As a cure-all, Spielman [in partnership with Zimmer] signed a litany of free agents — most of them starters on defense. Here’s a look at all of the Vikings free-agent additions:
- Mackensie Alexander (CB)
- Bashaud Breeland (CB)
- Amari Henderson (CB)
- Parry Nickerson (CB)
- Patrick Peterson (CB)
- Sheldon Richardson (DT)
- Tye Smith (CB)
- Dalvin Tomlinson (DT)
- Nick Vigil (LB)
- Stephen Weatherly (DE)
- Dede Westbrook (WR)
- Xavier Woods (S)
Not bad for an organization that takes heat for allotting Cousins a fat contract. A frequent criticism of Spielman is that he “can’t sign free agents” due to the heft of the Cousins’ deal. Well, take a look at the list above — and reevaluate that argument.
Still, the national masses are not sold on the prospect of the 2021 Vikings. Bleacher Report, as a staff, power-ranked all NFL teams as training camps start this week — and they perceive Minnesota as the NFL’s 21st-best team:
“It’s time to put up or shut up for Kirk Cousins, Mike Zimmer and the Minnesota Vikings. Cousins has long been a quarterback who puts up solid numbers. But three seasons into his Vikings tenure, Cousins is 25-21-1 as the team’s starter and just 1-2 in the postseason. That’s not much return on an investment of well over $80 million. Zimmer, on the other hand, is entering his eighth season as the team’s head coach. There has been some success to be sure—Zimmer’s Vikings teams are 17 games over .500. But there have been just three postseason trips and one appearance in the NFC Championship Game. Now, do the quarterback or the head coach bear all the responsibility for the team’s inability to get over the proverbial hump? No. But if Minnesota misses the postseason again in 2021, the future of both men in the Twin Cities is going to be on shaky ground. In fact, just a one-and-done appearance may not be enough. Given the team’s issues on the offensive line and defense, the odds of a deep playoff run aren’t especially good.“
Aaron Rodgers returning to the Green Bay Packers after a ludicrous three-month standoff with his front office further hinders the Vikings chances at success in the NFC. While certainly not inconquerable, Rodgers is the reigning MVP, and the Packers possess an impressive roster.
Las Vegas sportsbooks expect Minnesota to win around eight or nine games, so perhaps the lack of enthusiasm conveyed by Bleacher Report does not have exclusivity.
On paper, though, this Vikings preseason roster constructed by Spielman is the best since the commencement of the 2010 season, the follow-up effort by Brett Favre’s Vikings that resulted in firings and retirements. And that is mainly attributable to the depth on defense. Outside of the EDGE rusher segment of the roster, the Vikings will not be doomed in 2021 if an injury or two surfaces to a key player — doom is precisely what transpired defensively when Danielle Hunter, Anthony Barr, Michael Pierce, Mike Hughes, and Eric Kendricks were lost for impactful stretches of the 2020 season.
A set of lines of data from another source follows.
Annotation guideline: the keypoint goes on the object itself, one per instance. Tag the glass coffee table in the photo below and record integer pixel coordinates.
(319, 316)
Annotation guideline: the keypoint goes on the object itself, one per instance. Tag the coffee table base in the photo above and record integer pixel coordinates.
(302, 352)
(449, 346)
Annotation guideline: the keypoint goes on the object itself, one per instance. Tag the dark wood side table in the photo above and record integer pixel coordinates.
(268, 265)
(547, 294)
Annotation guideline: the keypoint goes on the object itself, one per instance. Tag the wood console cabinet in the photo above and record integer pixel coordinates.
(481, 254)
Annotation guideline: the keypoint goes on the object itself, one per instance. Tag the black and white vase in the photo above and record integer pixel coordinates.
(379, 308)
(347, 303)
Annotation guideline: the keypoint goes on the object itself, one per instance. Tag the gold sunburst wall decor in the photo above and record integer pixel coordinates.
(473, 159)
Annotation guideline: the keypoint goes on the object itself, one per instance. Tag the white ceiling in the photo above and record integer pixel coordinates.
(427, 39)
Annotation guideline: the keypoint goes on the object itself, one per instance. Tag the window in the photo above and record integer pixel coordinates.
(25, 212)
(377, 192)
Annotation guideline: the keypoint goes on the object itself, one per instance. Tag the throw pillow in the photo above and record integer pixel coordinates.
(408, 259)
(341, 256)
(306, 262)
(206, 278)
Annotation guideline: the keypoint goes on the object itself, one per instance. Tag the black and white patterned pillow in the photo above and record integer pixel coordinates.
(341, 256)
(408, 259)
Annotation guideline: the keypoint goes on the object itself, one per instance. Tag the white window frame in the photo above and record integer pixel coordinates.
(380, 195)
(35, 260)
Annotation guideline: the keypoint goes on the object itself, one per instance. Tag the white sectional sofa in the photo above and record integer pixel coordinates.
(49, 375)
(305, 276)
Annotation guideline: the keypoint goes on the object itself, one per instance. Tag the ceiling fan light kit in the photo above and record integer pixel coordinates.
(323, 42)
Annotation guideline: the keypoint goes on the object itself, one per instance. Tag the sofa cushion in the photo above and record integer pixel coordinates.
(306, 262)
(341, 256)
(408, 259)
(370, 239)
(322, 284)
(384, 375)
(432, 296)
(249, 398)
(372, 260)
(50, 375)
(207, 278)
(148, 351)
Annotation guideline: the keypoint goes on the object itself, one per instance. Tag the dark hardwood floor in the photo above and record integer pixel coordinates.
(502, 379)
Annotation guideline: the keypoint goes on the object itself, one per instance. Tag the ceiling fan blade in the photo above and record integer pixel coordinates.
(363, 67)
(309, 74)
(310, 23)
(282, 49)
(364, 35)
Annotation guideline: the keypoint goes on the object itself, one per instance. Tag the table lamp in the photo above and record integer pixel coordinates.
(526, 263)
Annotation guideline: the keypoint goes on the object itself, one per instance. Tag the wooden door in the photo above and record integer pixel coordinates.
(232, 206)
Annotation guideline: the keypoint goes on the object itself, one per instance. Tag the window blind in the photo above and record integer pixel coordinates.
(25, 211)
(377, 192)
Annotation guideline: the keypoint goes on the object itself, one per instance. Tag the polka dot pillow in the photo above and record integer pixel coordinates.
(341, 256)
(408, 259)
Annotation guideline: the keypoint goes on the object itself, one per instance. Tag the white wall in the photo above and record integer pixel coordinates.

What’s more, the team’s offensive line must finally perform at an average-or-better level. For too long, the Vikings settle for putrid pass protection with a sidedish of modest run-blocking. Spielman used the last four drafts to correct the malady — but now that actually has to come to fruition on the field. Stay tuned.
Finally — the normal disclaimer on power rankings — all ordered lists, such as this one, merely serve as an emblem of public opinion. Bleacher Report believes that Minnesota is the 12th-worst team in football. Random Vikings fans would probably place the team in the Top 12.